Chief Black Hawk’s Surrender Speech of 1832
I fought hard. But your guns were well aimed. The bullets flew like birds in the air, and whizzed by our ears like the wind through the trees in the winter. My warriors fell around me. The sun rose dim on us in the morning, and at night it sunk in a dark cloud, and looked like a ball of fire. That was the last sun that shone on Black Hawk. He is now a prisoner to the white men. He has done nothing for which an Indian ought to be ashamed. He has fought for his countrymen, the squaws and papooses, against white men, who came year after year, to cheat them and take away their lands. You know the cause of our making war. It is known to all white men. They ought to be ashamed of it. Indians are not deceitful. The white men speak bad of the Indian and look at him spitefully. But the Indian does not tell lies. Indians do not steal.
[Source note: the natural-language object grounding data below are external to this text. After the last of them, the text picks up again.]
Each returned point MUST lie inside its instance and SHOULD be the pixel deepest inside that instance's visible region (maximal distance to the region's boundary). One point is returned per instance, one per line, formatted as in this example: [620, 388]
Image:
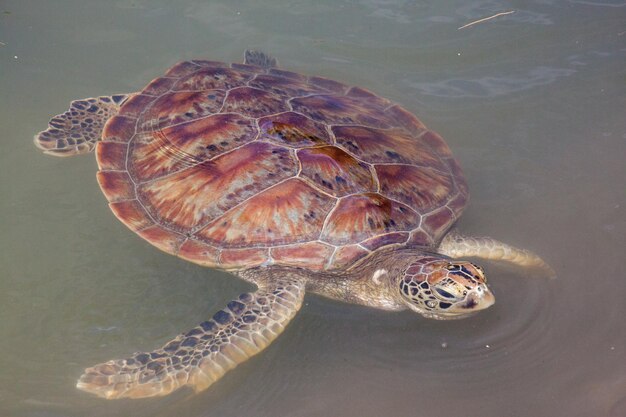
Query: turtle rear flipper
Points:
[201, 356]
[78, 129]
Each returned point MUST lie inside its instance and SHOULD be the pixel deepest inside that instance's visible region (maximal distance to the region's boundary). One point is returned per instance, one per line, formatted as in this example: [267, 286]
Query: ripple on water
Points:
[516, 335]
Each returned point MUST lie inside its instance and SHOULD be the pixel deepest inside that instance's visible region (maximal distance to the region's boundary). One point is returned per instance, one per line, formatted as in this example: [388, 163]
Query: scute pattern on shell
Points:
[234, 166]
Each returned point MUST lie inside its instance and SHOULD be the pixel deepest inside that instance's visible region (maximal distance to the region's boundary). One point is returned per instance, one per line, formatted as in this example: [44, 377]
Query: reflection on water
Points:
[530, 103]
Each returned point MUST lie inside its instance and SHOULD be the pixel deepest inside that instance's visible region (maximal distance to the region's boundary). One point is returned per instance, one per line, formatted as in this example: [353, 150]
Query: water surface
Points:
[532, 104]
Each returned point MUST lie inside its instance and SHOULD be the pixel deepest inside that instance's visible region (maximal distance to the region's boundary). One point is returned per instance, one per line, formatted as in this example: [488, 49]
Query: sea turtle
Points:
[294, 183]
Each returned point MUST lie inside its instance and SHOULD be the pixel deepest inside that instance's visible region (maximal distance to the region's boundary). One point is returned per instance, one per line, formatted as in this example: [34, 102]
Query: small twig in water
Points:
[485, 19]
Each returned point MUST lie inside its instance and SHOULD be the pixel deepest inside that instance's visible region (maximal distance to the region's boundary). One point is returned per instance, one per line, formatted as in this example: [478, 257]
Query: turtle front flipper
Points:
[202, 355]
[456, 245]
[78, 129]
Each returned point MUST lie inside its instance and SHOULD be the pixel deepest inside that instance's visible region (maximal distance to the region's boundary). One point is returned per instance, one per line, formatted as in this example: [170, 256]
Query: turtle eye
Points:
[444, 293]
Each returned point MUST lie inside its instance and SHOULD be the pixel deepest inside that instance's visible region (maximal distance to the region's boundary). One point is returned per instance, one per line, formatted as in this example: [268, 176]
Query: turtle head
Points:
[443, 289]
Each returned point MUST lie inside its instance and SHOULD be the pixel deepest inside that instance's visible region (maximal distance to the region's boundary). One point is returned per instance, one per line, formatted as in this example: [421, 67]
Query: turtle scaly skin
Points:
[294, 183]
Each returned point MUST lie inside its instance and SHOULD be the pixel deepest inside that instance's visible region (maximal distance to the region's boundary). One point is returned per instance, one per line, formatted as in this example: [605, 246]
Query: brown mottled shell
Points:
[234, 166]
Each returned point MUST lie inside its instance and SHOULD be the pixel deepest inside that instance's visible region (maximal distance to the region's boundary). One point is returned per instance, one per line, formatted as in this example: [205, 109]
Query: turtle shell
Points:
[234, 166]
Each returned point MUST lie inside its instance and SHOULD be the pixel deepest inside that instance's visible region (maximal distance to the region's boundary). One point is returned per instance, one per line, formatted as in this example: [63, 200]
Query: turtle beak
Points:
[479, 299]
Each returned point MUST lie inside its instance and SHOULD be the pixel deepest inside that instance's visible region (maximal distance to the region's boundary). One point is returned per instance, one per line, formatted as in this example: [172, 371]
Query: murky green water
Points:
[532, 104]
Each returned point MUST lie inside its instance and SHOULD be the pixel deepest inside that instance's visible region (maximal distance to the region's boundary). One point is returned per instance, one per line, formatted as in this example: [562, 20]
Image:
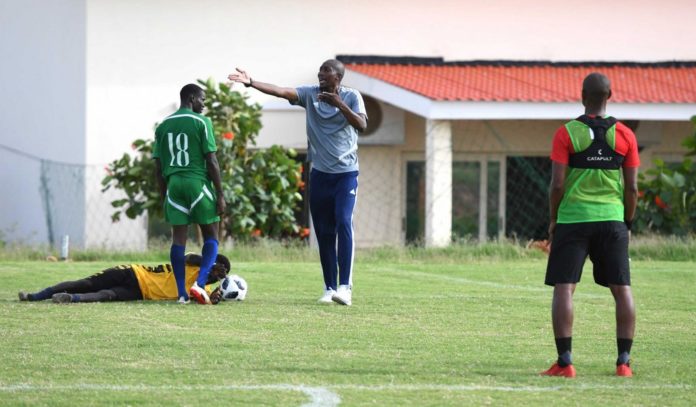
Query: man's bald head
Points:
[337, 67]
[596, 89]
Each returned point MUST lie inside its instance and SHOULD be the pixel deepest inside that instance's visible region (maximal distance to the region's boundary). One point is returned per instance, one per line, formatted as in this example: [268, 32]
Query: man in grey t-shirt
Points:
[335, 114]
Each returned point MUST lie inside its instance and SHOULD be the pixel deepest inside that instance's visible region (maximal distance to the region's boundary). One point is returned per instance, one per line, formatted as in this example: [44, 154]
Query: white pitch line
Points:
[475, 387]
[319, 396]
[323, 396]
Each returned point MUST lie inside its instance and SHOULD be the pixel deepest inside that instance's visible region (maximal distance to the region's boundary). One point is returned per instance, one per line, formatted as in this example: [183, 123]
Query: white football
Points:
[234, 288]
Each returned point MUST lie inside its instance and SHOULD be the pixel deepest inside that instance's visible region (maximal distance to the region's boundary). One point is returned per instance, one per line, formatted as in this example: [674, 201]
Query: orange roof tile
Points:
[545, 82]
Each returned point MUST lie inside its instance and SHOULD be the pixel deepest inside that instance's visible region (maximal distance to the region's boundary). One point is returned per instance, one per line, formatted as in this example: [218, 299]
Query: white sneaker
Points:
[326, 298]
[343, 295]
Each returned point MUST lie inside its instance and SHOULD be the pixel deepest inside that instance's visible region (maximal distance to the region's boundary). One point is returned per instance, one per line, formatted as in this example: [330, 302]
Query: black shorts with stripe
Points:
[606, 243]
[119, 279]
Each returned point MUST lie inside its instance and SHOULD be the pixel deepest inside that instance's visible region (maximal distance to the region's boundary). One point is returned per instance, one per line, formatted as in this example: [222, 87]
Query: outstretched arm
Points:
[244, 78]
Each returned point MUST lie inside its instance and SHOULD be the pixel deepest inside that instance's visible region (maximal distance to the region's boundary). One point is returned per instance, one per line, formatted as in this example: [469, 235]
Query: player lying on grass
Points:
[132, 282]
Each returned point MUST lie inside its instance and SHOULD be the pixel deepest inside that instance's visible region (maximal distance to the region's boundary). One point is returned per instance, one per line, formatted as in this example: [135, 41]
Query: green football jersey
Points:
[182, 141]
[591, 195]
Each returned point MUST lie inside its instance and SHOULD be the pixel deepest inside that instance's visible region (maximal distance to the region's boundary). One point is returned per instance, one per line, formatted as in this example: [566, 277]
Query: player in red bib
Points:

An Indian who is bad as the white men could not live in our nation; he would be put to death, and eaten up by the wolves. The white men are bad schoolmasters; they carry false books, and deal in false actions; they smile in the face of the poor Indian to cheat him; they shake them by their hands to gain their confidence, to make them drunk, to deceive them, and ruin our wives. We told them to leave us alone, and keep away from us; they followed us, and beset our paths, and they coiled themselves among us, like the snake. They poisoned us by their touch. We were not safe. We lived in danger. We were becoming look them, hypocrites and liars, adulterous lazy drones, all talkers and no workers. The white men do not scalp the head; but they do worse―they poison the heart.
We looked up to the Great Spirit. We went to our great father. We were encouraged. His great council gave us fair words and big promises; but we got no satisfaction. Things were growing worse. There were no deer in the forest. The opossum and beaver were fled; the springs were drying up, and our squaws and papooses without victuals to keep them from starving; we called a great council, and built a large fire. The spirit of our fathers arose and spoke to us to avenge our wrongs or die. We all spoke before the council fire. It was warm and pleasant. We set up the war-whoop, and sharpened the tomahawk; our knives were ready, and the heart of Black-hawk swelled high in his bosom, when he led his warriors to battle. He is satisfied. He will go to the world of spirits contented. He has done his duty. His father will meet him there, and commend him.
Farewell, my nation! Farewell to Black Hawk.